The recovery in euro zone manufacturing accelerated at the start of the second quarter but factories cut goods prices for a second month in a row, a business survey showed today.
Growth was again led by Germany, Europe's largest economy, and while previously-struggling companies in Spain and Italy reported expansion, French manufacturing remained weak.
Markit's final euro zone Manufacturing Purchasing Managers' Index rose to 53.4 last month from March's 53.
That was slightly better than an earlier flash reading of 53.3 and marked the tenth month the index has been above the 50 level that separates growth from contraction.
The manufacturing output index, which forms part of the overall Composite PMI due on Tuesday, jumped to 56.5 from 55.6, in line with the flash reading.
"The euro zone PMI paints a promising picture for the region's manufacturers at the start of the second quarter," said Chris Williamson, chief economist at Markit.
"The recovery is becoming more broad-based and therefore hopefully more sustainable, as rising demand from each member state feeds growth in other countries," he added.
An earlier PMI from Germany showed improving growth.

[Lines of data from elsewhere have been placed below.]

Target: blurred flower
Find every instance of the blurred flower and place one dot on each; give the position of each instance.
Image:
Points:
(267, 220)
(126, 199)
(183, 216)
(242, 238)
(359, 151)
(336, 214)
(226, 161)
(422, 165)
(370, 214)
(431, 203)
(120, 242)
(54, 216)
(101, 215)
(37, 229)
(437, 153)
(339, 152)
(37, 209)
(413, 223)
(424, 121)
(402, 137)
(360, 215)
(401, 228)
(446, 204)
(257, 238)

Italy's PMI soared to a three-year high and Spain's slipped just one basis point from March's near four-year high.
France's main index slumped to 51.2 from 52.1, although still holding above the break-even level for a second month.
Also of concern to the European Central Bank's Governing Council, which meets next week to set monetary policy, is the fact that factories discounted prices for the second month running - and at a slightly steeper pace.
The output price index fall to 49.2 from 49.3 follows flash data on Wednesday that showed euro zone inflation rose to only 0.7% last month from 0.5% the month before, still well below the ECB's 2% target ceiling.
"With factory gate prices falling for a second month running, policymakers will remain concerned about deflationary forces," Williamson said.